As to the notion that some of the adoptee groups don’t play well with others, and so are not invited to this sandbox: Enough. There are many, many adult adoptee groups and adoptee professionals working in adoption. If the adoption agency groups have insights and inroads to the politicians–and it surely looks as though they do–why don’t they share their skills and experience with adoptee groups?

Is anyone else struck by the fact that some adoption agencies and adoption-related organizations don’t want to hear from, talk with, or work with some adopted adults who are now speaking out? These adoptees were brought to the US by these agencies and organizations.  Have the agencies no ethical responsibility to find common ground? Even (or especially) with adopted adults who’ve struggled mightily with loss and grief, who had horrific childhoods, or who view their adoption as a painful life event?

Is anyone else struck by the fact that the international adoption agencies and adoption-related organizations are not reaching out to first parents to provide post-adoption services to them, the way the services are provided (or at least offered) to US adoptive parents? Where is the integrity in that? For that matter, I’d love to see an evaluation of the pre-placement services provided to international first parents. Do the services match what is available to US birth/first parents? If not, why not?

Is anyone else struck by the fact that CHIFF is “about reallocating a small portion of the $2 billion the US Government already spends on assistance programs for children internationally” but doesn’t say how much that “small portion” is? The US government currently provides billions in the adoption tax credit, a fragment for the adoption of foster care children but primarily allocated to international and private adoptions. Your tax dollars are already hard at work reimbursing relatively well-off adoptive parents for travel and hotels overseas. We are talking huge amounts of money here, that could be spent far more responsibly.

Is anyone else struck by the fact that adoptive parents of internationally adopted children are often able, after placement, to quickly find out the true backgrounds of their children, backgrounds that are all too often not what the agency told them? Should we ignore the fact that increasing numbers adult adoptees travel back to their country of origin and find their truth is very different from what the agency told them, their first parents, and their adoptive parents?

Is anyone else heartbroken about the fact that internationally adopted children are “re-homed” in an underground Internet system, that internationally adopted children are showing up in increasing numbers in the US foster care system, and that some internationally adopted children adopted as teens to the US are thrown out of their families when they reach 18?

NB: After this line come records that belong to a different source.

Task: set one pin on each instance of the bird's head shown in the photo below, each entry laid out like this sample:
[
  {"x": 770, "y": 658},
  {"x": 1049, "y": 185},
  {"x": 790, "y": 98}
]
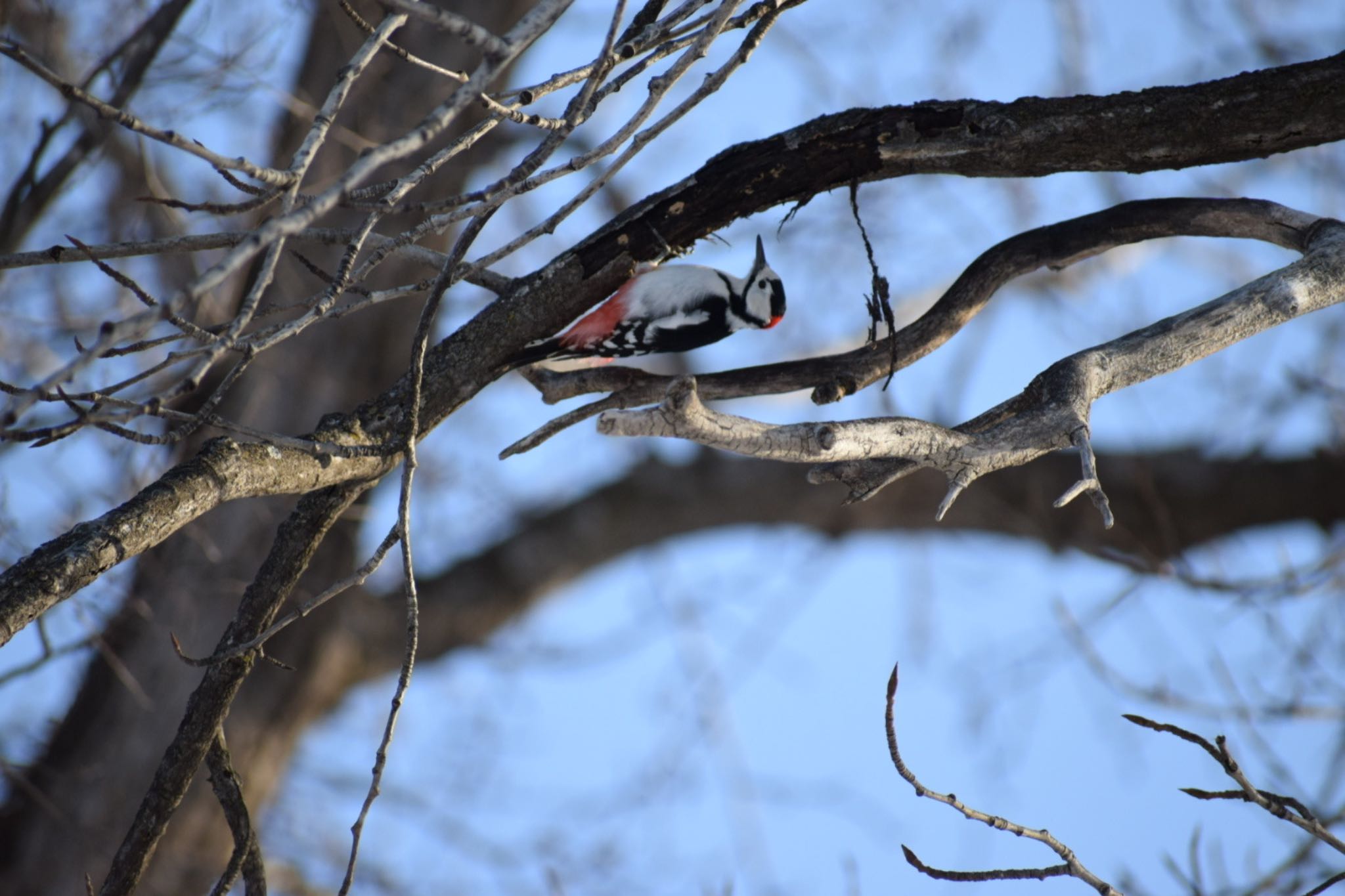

I am well aware that adoptive parents and adoption-related organizations hold the most power in adoption policy–for now. I am aware that some (though not all) adoptee groups are adversarial, even hostile. But let’s not dismiss the realities experienced by so-called difficult adoptees. (Arguably, we do that all too often as shown by the dearth of appropriate post-adoption services for adopted children and teens. There could be a correlation.) Let’s not hope that they just go away, now that they’ve grown up. Collaboration, not further marginalization, is the only way to move toward well-grounded adoption policy and reform.

Let’s invite adult adoptees and first families to the table, and stop repeating the same mistakes. Let’s not pour more money and time into international adoption policy that does not adequately meet the needs of current adoptees, prospective adoptees, and constantly-marginalized first families.